Thursday, June 4, 1998



By Ken Sakamoto, Star-Bulletin
Teruaki Aoki, president and chief operating officer of Sony
Electronics Inc., has been at the helm of Sony Corp.'s U.S.
subsidiary for two months. He attended the company's
celebration of the 30th anniversary of Sony Hawaii Corp.
yesterday at the Hilton Hawaiian Village.



Sony expanding
links with isles

The company's efforts here
include a convention and the
Sony Open golf tourney

By Russ Lynch
Star-Bulletin

Tapa

Next month, 2,000 Sony dealers will converge on the Hilton Waikoloa Village on the Big Island for an upscale convention that is one in a series of events to mark the 30th anniversary of Sony Hawaii Co.
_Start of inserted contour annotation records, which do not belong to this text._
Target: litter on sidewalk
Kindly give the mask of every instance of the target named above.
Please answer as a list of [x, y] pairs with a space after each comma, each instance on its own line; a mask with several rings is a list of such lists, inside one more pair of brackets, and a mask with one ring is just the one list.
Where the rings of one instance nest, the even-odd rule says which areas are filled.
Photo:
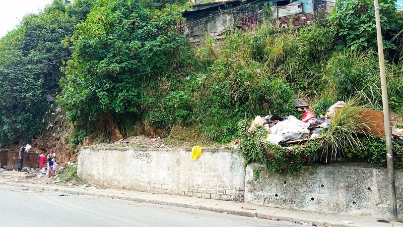
[[245, 207], [245, 206], [241, 206], [241, 209], [243, 209], [244, 210], [255, 210], [256, 209], [255, 208], [251, 208], [251, 207]]

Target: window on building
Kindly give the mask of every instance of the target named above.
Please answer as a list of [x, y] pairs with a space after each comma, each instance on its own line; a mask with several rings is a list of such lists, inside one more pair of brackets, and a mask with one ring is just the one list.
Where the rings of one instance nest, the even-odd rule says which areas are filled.
[[274, 2], [273, 3], [273, 5], [275, 6], [287, 6], [289, 4], [290, 4], [289, 0], [286, 0], [284, 1], [277, 1], [277, 2]]

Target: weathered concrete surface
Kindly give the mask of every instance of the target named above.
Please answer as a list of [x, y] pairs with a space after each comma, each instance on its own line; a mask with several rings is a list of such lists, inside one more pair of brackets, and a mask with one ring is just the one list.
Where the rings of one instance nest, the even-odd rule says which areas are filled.
[[[254, 178], [256, 172], [258, 178]], [[398, 206], [403, 199], [402, 177], [401, 171], [396, 172]], [[245, 201], [286, 209], [385, 218], [389, 213], [388, 185], [386, 169], [366, 168], [357, 163], [305, 166], [291, 175], [267, 172], [262, 166], [253, 163], [246, 168]]]
[[78, 175], [107, 188], [243, 201], [243, 160], [228, 150], [214, 151], [204, 149], [192, 160], [190, 149], [86, 147]]

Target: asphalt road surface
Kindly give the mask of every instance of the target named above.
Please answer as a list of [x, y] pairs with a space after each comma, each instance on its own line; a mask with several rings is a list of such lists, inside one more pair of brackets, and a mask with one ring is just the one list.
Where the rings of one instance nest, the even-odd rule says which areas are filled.
[[0, 185], [0, 225], [13, 226], [296, 226], [289, 222]]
Teruaki Aoki, president and chief operating officer of Sony Electronics Inc., the Japanese corporation's U.S. arm, said yesterday that Hawaii has always been important to Sony.
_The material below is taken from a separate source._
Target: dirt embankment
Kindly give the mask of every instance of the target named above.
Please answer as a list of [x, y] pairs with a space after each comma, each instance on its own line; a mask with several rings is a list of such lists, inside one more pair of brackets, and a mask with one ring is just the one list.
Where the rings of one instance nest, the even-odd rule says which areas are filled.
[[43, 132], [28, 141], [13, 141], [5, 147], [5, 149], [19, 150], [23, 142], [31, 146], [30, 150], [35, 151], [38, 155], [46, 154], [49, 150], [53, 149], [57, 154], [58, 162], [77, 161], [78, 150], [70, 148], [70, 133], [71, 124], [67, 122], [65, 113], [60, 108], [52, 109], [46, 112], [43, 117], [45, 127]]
In its first year, 1968, Sony Hawaii did $20,000 worth of business. In the latest fiscal year, which ended March 31, Sony Hawaii had $62 million in sales and now employs 80 people, Aoki told a news conference at the Hilton Hawaiian Village, where the company is holding its annual new products show for dealers.
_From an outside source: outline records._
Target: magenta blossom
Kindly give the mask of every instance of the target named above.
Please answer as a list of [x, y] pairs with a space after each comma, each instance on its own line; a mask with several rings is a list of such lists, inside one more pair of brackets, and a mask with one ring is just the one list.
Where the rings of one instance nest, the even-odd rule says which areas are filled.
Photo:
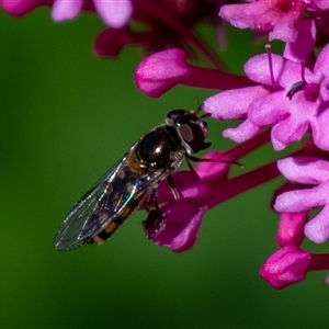
[[52, 7], [52, 18], [56, 22], [73, 20], [82, 10], [95, 11], [106, 25], [122, 27], [132, 13], [131, 0], [0, 0], [4, 11], [12, 15], [22, 16], [41, 5]]
[[[175, 200], [167, 181], [162, 181], [158, 189], [158, 203], [161, 204], [161, 216], [150, 212], [144, 223], [145, 232], [155, 243], [171, 248], [174, 252], [192, 248], [196, 241], [201, 223], [206, 211], [247, 191], [251, 186], [261, 184], [263, 179], [271, 180], [277, 175], [275, 163], [258, 168], [234, 179], [228, 179], [229, 163], [220, 161], [236, 161], [248, 152], [260, 147], [268, 138], [262, 134], [260, 138], [248, 140], [243, 146], [226, 154], [211, 152], [205, 158], [214, 162], [201, 162], [194, 171], [180, 171], [173, 174], [174, 186], [180, 195]], [[219, 161], [219, 162], [216, 162]]]
[[168, 49], [146, 57], [137, 67], [135, 84], [145, 94], [158, 98], [177, 84], [197, 88], [229, 88], [250, 86], [239, 76], [227, 75], [218, 69], [205, 69], [186, 63], [182, 49]]
[[321, 212], [306, 224], [305, 236], [314, 242], [325, 242], [329, 237], [329, 162], [298, 157], [280, 160], [277, 167], [288, 180], [313, 188], [279, 195], [275, 209], [280, 213], [302, 213], [322, 207]]
[[219, 15], [239, 29], [270, 32], [269, 39], [293, 42], [305, 8], [304, 1], [259, 0], [223, 5]]
[[276, 242], [280, 247], [299, 246], [305, 237], [304, 226], [307, 222], [307, 213], [283, 213], [280, 216], [276, 232]]
[[260, 275], [276, 290], [306, 277], [311, 253], [295, 246], [286, 246], [273, 253], [260, 270]]
[[[228, 117], [247, 115], [242, 132], [241, 128], [227, 131], [224, 133], [227, 137], [241, 141], [240, 136], [243, 136], [242, 140], [253, 136], [257, 132], [254, 126], [272, 126], [273, 147], [281, 150], [300, 140], [311, 129], [315, 144], [329, 150], [329, 45], [319, 54], [313, 72], [302, 64], [282, 56], [271, 55], [270, 59], [271, 63], [268, 54], [259, 55], [249, 59], [245, 66], [247, 76], [263, 87], [212, 97], [204, 102], [205, 112], [212, 113], [216, 118], [225, 117], [227, 109], [237, 107], [237, 97], [247, 97], [251, 102], [243, 103], [240, 113], [231, 112]], [[272, 92], [266, 94], [262, 88]], [[253, 128], [250, 129], [250, 126]]]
Aoki said Sony also sees Hawaii as an ideal place to show off its products to the public because of the large numbers of tourists from all around the United States and other countries.

In January, Sony will sponsor the first of four Sony Open golf tournaments at the Waialae Country Club, having taken over that event from United Airlines.

Aoki has held the top U.S. position for Sony Corp. for only two months, most of which has been spent visiting the U.S. factories, research and development facilities, and wholesale offices. He said Sony's U.S. electronics sales last year passed $10 billion for the first time, reporting for about 28 percent of Sony's $58 billion in worldwide sales .

He said he intends to coordinate all U.S. units into a distinct U.S. entity.

"Until now it (Sony Electronic) was functioning as an extended arm of Sony Corp. in Japan. Even R&D is an extension of the corporate lab in Tokyo," Aoki said.

The U.S. market will be for connected and integrated digital electronic services, he said, linking computers, television and radio broadcasting, cellular telephones, the Internet, video recorders, home entertainment systems and the Internet.

The U.S. operation can best develop that by operating largely independently of Tokyo, he said.